Earlier this week, MySpace added another building block in such a system,
announcing
plans to use a video identification technology developed by Auditude to
identify and insert ads over any video clips produced by MTV Networks that
are found on MySpace. Auditude’s technology also works with
audio content, which may lay the groundwork for another revenue stream for Warner content.
Bronfman acknowledged that the MySpace deal was an indicator that WMG was
getting over the digital rights management question. MySpace music users
will be able to reuse and share the music however they want. After resisting
such usage for years, and backing the Recording Industry of America’s lawsuits
against file-sharing consumers, Bronfman said, “The world changed.
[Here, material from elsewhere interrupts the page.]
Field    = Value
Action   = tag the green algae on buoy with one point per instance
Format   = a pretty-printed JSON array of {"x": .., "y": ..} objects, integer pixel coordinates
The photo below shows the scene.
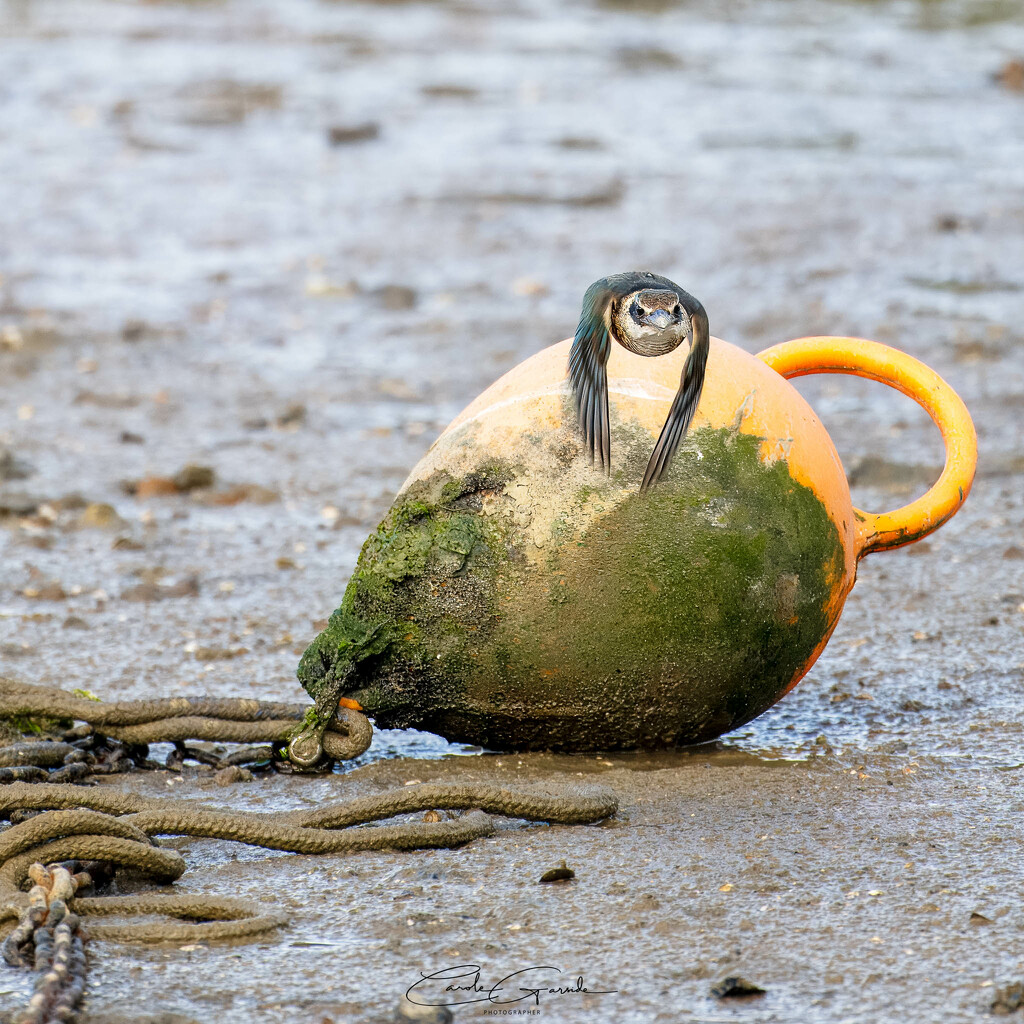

Media
became social media. In order to have content and for it to be shared in a
meaningful way, there needs to be a standard. And there was no way to have a standard in the world of the CD.”
Therefore,
he continued, WMG accepted the fact that it wasn’t the CD that it should
necessarily try to monetize.
He believes that no one channel will replace the CD. “It will take a
whole series of different business models and different channels.”
For example, all of Warner Music Group’s new artist contracts are what it
calls “360-degree deals.” In return for developing and promoting artists,
WMG gets a piece of everything, including merchandise, concert tickets and
sponsorships.
“We used to have three SKUs: a single, a video and an album. Now we have
literally hundreds of SKUs when we release music,” Bronfman said. In fact,
20 percent of WMG’s revenues now come from digital.
Despite the avenue MySpace and other social networking and music sites
offer unsigned bands to develop an audience, Bronfman said there still will
be a role for record labels.
“Not much talent is born fully formed in someone’s bedroom,” Bronfman
said. “We spend time and money on artists to take them to their full
potential. Finding the right producer, helping with writing. We might spend
years getting from bedroom to finished product.”
The bottom line for WMG, Bronfman said, is “we’re trying to adapt to
reality.”
Update corrects earlier version regarding Auditude’s capability to also handle audio-only content.